Penulis: TM. Dhani Iqbal – Lenteratimur.com (Creative Common – Non Commercial)
Media massa yang memiliki tujuan dengan suatu cara pandang agaknya tidak pernah hilang. Jika pun satu hilang, tumbuh ia seribu. Esa hilang dua terbilang. Keyakinan yang dikandung membuatnya dapat berkembang biak tiada mengenal tempat. Dan agaknya itulah yang terjadi pada majalah Al-Imam.
Al-Imam adalah majalah Islam pertama di Asia Tenggara. Ia terbit perdana di Singapura pada Jumadil Akhir 1324 H/Juli 1906 M dan berakhir pada permulaan 1909. Majalah yang menggunakan aksara Arab-Melayu atau Jawi dan berbahasa Melayu ini dicetak di Mathba’ah (Drukkery) Melayu Tanjung Pagar, Singapura.
Michael Laffan, dalam bukunya Islamic Nationhood and Colonial Indonesia, The Umma Below the Winds(2002), mencatat adanya sejumlah tokoh kunci di balik lahirnya majalah ini. Di antara nama-nama itu tersebutlah Sayyid Ahmad Al-Hadi, yang merupakan anak angkat dari Raja Ali Kelana bin Raja Ahmad Riau, dan Syekh Muhammad Taher bin Muhammad Jalaluddin Al-Azhari, seorang ulama muda Minangkabau yang merupakan sepupu dari ulama Ahmad Khatib Al-Minangkabawi (1860 – 1916). Pada 1890, keduanya dikirimkan dari Riau-Lingga ke Kairo, Mesir, untuk tugas belajar.
Selain Al-Hadi dan Syekh Taher, nama lain yang juga menonjol dalam penerbitan majalah Al-Imam adalah Sayyid Muhammad bin Aqil bin Yahya dan Syekh Muhammad Salim Al-Kalali. Sayyid Muhammad dikenal sebagai ahli sunnah dan pendiri sekolah Islam Al-Iqbal di Singapura pada 1907. Sekolah ini berada di bawah perlindungan Raja Ali Haji. Sedangkan Syekh Muhammad Salim Al-Kalali adalah seorang saudagar keturunan Arab yang wafat di Lhokseumawe, Aceh. Al-Kalali disebut-sebut memainkan peran penting dalam masa-masa awal Perang Aceh.

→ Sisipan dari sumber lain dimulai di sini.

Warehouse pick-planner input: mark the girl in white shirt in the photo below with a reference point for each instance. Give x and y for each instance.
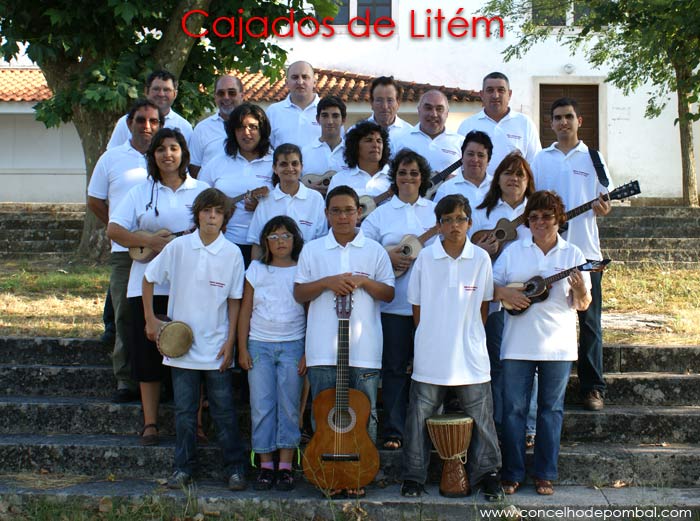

Selain itu, ada juga nama Haji Abbas bin Muhammad Thaha (1885) dan Encik Abdallah bin Abdul Rahman. Haji Abbas adalah seorang keturunan Minangkabau yang lahir di Singapura dan menghabiskan sebagian besar usia mudanya di Makkah. Adapun Encik Abdallah adalah orang yang mendatangkan majalah Al-Manar dari Mesir sebagai referensi ke Singapura.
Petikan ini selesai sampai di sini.